= Adriana Guerrini =

Italian operatic soprano

Photo of Adriana Guerrini with 1947 dedication

Adriana Guerrini (22 September 1907 - 24 April 1970) was an Italian operatic soprano, particularly associated with the Italian repertory.

Guerrini initially studied with Elvira Cesaroli Salvatori but being dissatisfied, applied to Beniamino Gigli for advice and was directed to Roberto Giovannini, active at the Conservatorio di Santa Cecilia (Rome) but also at the famous "Scuola di arpe," directed by Isabella Rosati Caserini. After three years with Giovannini, she made her first operatic appearance in June 1935 at the Teatro Quattro Fontane (Rome) singing Musetta in La Boheme, along with other young people newly graduated from conservatory or private schools, including the young Giulio Neri, later one of Italy's premier bassos. After another Boheme in October of that year, Guerrini undertook a further year of study. In 1937 she had two concert appearances, and in July she appeared as Cio-cio-san in Madama Butterfly at the Teatro Italia (Rome), followed in October by her first performance on Italian radio (EIAR Rome). This was an Italian-language version of Charpentier's Louise; she sang two minor roles. The following year, 1938, Guerrini saw more regular activity, and it can be said that this year saw the beginning of her true career. Besides two concertos there were appearances in Rome (Traviata), Catanzaro (Iris), Frascati (Baronessa di Carini) and a notable (Andrea Chenier opposite Giuseppe Taccani), L'Aquila, and Pescara. She was now drawing very favorable notices. By year's end Guerrini had been contracted at fourteen secondary opera companies. The years 1939-1941 followed suit, and her last appearance in 1941 marked her first performance outside Italy; this was Barcelona, and a performance of Tosca.

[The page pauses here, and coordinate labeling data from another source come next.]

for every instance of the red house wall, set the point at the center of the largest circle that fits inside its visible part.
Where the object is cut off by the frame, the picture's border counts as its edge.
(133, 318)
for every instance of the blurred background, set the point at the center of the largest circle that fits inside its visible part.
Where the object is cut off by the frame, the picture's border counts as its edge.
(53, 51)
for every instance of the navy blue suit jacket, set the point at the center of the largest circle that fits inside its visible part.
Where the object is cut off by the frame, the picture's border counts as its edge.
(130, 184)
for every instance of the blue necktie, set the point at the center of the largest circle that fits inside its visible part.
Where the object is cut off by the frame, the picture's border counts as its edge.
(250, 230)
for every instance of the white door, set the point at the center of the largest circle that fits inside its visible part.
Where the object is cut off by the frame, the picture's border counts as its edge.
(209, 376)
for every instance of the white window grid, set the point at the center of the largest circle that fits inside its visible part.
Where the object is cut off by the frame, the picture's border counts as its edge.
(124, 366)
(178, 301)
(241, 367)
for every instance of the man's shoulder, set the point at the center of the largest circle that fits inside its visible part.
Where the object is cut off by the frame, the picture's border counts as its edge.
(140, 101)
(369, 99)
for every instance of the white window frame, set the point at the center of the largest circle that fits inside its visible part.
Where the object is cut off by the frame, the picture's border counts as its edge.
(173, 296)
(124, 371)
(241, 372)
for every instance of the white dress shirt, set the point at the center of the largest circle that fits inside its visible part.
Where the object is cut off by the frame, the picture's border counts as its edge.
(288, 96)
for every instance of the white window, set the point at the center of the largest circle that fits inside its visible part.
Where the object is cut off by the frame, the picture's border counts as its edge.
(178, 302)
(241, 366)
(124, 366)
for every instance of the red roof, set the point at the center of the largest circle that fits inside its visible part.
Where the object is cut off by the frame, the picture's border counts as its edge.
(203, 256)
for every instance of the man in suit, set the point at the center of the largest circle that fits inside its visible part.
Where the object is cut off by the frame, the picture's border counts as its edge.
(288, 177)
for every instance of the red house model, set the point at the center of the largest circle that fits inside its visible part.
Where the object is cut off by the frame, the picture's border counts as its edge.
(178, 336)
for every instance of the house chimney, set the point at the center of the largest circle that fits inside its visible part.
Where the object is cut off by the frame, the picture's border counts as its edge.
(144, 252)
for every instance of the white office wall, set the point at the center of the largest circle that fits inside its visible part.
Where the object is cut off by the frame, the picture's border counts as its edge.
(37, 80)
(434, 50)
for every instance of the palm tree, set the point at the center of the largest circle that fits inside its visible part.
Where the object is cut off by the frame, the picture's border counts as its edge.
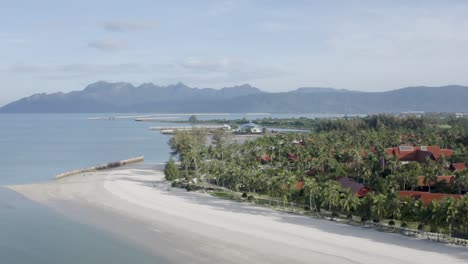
(430, 171)
(348, 201)
(331, 195)
(461, 180)
(312, 189)
(379, 207)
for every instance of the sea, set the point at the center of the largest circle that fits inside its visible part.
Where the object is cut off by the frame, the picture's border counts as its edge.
(36, 147)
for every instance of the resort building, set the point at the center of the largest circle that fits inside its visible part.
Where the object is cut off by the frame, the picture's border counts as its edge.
(456, 167)
(427, 197)
(249, 128)
(358, 189)
(418, 153)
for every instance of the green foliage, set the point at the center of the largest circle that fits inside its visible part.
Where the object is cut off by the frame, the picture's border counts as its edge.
(302, 168)
(171, 171)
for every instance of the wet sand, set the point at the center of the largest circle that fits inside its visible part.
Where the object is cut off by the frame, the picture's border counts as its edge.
(135, 203)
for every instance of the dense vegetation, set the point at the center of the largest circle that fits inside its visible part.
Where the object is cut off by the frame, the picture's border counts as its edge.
(273, 165)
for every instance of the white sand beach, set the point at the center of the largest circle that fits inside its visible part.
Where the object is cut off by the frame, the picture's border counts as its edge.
(135, 203)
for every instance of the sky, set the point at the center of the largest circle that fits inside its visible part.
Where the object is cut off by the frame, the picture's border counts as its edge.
(375, 45)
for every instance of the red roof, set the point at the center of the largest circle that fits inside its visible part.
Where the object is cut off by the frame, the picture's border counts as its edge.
(427, 197)
(360, 190)
(300, 185)
(457, 166)
(418, 153)
(265, 158)
(422, 180)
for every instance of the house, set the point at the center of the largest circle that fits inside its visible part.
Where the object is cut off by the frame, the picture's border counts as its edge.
(422, 180)
(418, 153)
(358, 189)
(293, 157)
(455, 167)
(265, 158)
(249, 128)
(427, 197)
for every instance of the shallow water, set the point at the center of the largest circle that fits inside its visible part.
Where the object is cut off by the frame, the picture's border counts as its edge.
(32, 233)
(36, 147)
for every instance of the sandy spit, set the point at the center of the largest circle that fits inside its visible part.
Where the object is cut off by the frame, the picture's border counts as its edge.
(135, 203)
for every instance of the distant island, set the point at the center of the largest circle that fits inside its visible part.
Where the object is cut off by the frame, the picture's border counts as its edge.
(122, 97)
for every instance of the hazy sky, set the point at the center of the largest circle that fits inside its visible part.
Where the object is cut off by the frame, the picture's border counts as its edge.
(48, 46)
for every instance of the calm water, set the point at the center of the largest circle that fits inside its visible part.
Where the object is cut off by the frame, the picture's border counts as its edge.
(34, 148)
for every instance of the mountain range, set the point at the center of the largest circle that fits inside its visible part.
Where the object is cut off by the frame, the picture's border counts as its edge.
(122, 97)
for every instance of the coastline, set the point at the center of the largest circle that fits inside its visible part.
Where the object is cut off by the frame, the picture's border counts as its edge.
(135, 203)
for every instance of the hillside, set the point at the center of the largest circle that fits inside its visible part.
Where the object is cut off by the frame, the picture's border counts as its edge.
(124, 97)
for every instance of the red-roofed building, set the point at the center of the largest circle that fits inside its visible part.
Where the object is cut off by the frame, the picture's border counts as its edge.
(427, 197)
(422, 180)
(264, 158)
(300, 185)
(454, 167)
(418, 153)
(358, 189)
(293, 157)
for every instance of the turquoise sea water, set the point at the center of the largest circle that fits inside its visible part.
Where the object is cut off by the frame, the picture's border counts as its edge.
(35, 147)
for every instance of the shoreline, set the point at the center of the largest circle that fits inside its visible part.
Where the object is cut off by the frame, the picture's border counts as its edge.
(134, 202)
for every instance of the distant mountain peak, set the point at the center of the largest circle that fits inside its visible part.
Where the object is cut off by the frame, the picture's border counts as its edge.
(318, 90)
(123, 97)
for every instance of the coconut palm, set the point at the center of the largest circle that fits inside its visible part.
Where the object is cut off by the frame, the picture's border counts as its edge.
(312, 189)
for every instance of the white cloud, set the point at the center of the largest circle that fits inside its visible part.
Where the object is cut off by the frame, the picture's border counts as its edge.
(126, 26)
(228, 69)
(11, 38)
(219, 8)
(108, 44)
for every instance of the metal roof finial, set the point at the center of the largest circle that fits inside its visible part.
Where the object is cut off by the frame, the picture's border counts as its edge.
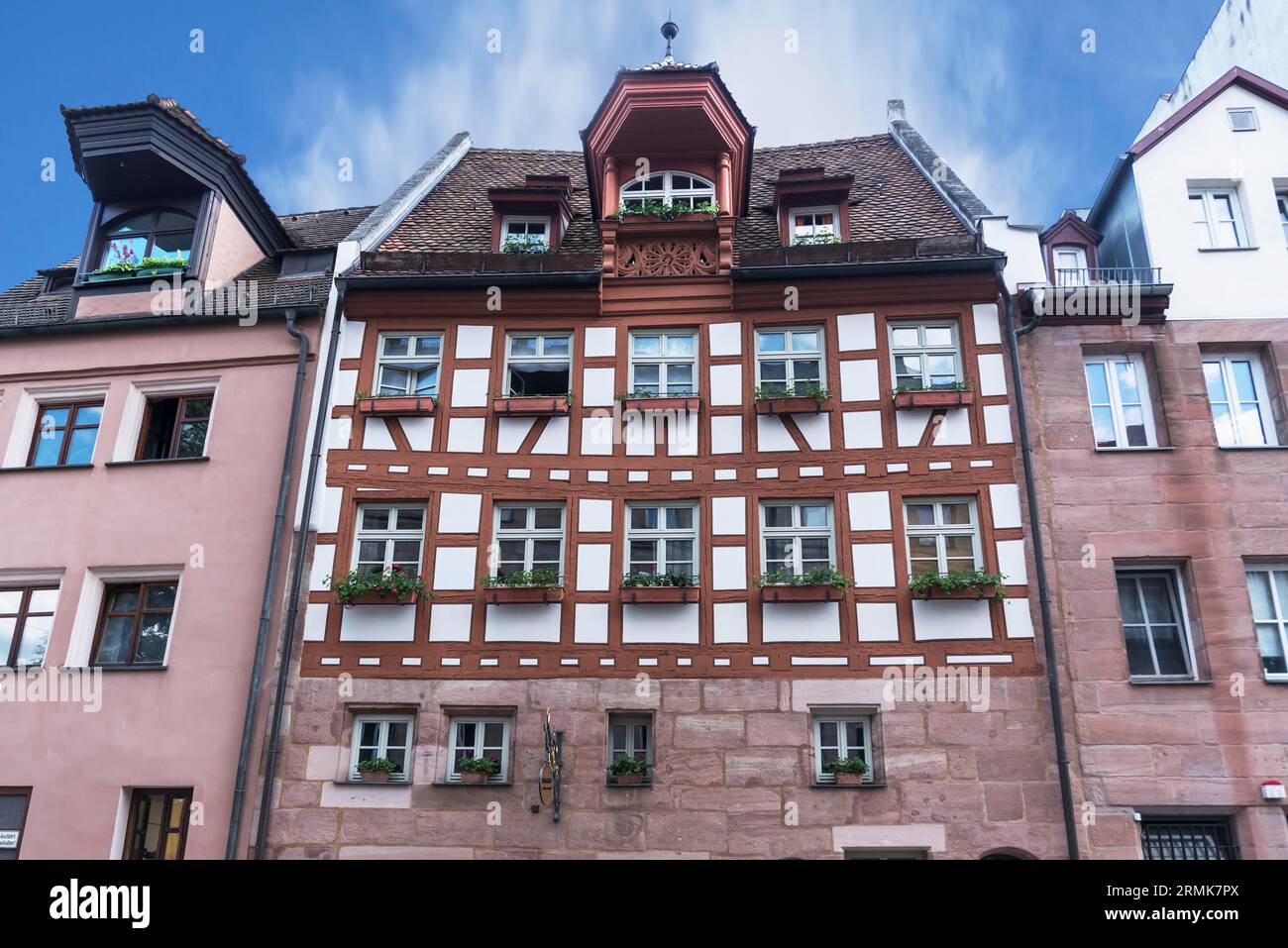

May 1942 would see Guerrini's first appearance at a major house—Teatro Massimo (Palermo)—in La Forza del Destino and also in concert. In the same year Catania's famous Teatro Bellini also saw her in three performances, and at the EIAR's Rome studios she resumed her radio career with a concert and a Siberia conducted by Giordano, also a Tosca opposite Giacinto Prandelli. By 1943 Italy's tragic wartime curtailed Guerrini's activities, mostly confined to EIAR concerts and performances in Rome and Turin: Ballo in Maschera, Tosca, Andrea Chenier (Giordano, cond.), Gloria, Il Tabarro. Co-interpreters included Beniamino Gigli, Galliano Masini, Mario Borriello, Armando Borgioli, Piero Pauli, and Giovanni Inghilleri.

In 1944 she appeared at the Teatro dell'Opera di Roma in Andrea Chenier, Ballo in Maschera, Madama Butterfly, and Forza del Destino. By now she was an established and highly esteemed performer. Her greatest triumphs occurred in 1945-1948 at the Teatro San Carlo in Naples, where she sang in Ballo in maschera, Forza del destino, Cavalleria rusticana, Tosca, Madama Butterfly, Traviata, Manon, Manon Lescaut, Faust, Mefistofele, Miseria e Nobilta`, La Boheme, Falstaff, and Trovatore.
She also won considerable acclaim in the title role in Gluck's Iphigénie en Aulide, and as Octavian in Der Rosenkavalier. During the celebration of Verdi's 50th death anniversary in 1951, she sang on Italian radio the role of Amalia in I masnadieri.

Outside Italy, she made guest appearances at the Teatro Tivoli (Barcelona), the Coliseu dos Recreios (Lisbon), the Teatro Municipal (Caracas), the Royal Festival Hall and the Albert Hall (London), and the Wiener Konzerthaus (Vienna)

A lyric-dramatic soprano of stature, she can be heard in complete recordings of La traviata, La forza del destino, and Tosca.